Would it be cheating
given all I
entered the world with

 

to pull from the sleet
of forgettable recollections
the fleeting epochal one

 

when I just happened to be there
when wind blew her notes off the library table
and into the wide world they went

 

sailing toward the sour-smelling
grass, mid-sward, where I had been
reading around all afternoon

 

and sobering up over
awful cups of 7-Eleven coffee
and she appeared

 

bent over my shoulder
clear as sunlight on wet rock
looking down

 

into the stopped
clock
of my cup?

 

 

 

ON THE RIVERLINE

 

This featureless seamless-seeming sky
so unforgivingly beautiful,  pumiced and claw-marked,
will not shut up.

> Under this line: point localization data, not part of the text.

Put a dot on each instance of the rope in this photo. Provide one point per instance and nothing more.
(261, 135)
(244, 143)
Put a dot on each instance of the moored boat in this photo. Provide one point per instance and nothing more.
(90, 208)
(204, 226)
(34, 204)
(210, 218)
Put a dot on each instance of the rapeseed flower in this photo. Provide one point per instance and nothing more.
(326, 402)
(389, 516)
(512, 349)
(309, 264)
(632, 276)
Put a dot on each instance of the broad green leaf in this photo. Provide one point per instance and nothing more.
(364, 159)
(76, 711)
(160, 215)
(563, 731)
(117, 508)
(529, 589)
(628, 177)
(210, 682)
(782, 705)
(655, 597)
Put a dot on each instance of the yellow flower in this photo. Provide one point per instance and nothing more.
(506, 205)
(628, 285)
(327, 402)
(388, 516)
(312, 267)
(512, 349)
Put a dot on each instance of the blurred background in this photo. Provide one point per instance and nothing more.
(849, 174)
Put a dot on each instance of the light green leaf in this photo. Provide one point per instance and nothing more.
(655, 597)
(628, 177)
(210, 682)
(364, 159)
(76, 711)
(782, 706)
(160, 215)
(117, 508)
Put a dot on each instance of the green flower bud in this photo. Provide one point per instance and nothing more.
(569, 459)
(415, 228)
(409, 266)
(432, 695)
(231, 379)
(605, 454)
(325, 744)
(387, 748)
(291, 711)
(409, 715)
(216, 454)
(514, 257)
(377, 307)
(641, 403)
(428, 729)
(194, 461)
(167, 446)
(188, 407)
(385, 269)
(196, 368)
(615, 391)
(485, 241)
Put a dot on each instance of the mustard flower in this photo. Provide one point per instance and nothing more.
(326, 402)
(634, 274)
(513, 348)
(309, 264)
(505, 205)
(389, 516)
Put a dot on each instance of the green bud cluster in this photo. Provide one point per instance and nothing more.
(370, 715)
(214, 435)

Where’s the give
in the Unforgiving, its e-zones, rips and pivots?
It’s looking right at me—the passenger opposite,
Latino, older guy, wearing
a Triple Five Soul Brooklyn hoodie, comes busting
into my meditation. We’re hooked, caught
the way the loop of the braided 5
hooks the S (first letter of soul)
through the bowl. He beckons me
and points to a dead tree outside Bordentown
and says Bald eagle, ‘ja see him? He
nests there, it’s his crib, been there eight years!
then gets off at the next stop. Vaya con Dios,
extraño. You have taught me what a life is—
a limited partnership, a romancing
of accidents, an unimpaired vision
of the living and dead—an American bald eagle
eight years in the same dead tree glimpsed between stops.

J.T. Barbarese‘s last book of poems is True Does Nothing. Forthcoming later this year is After Prévert, a translation of selected poems from Jacques Prévert’s Paroles.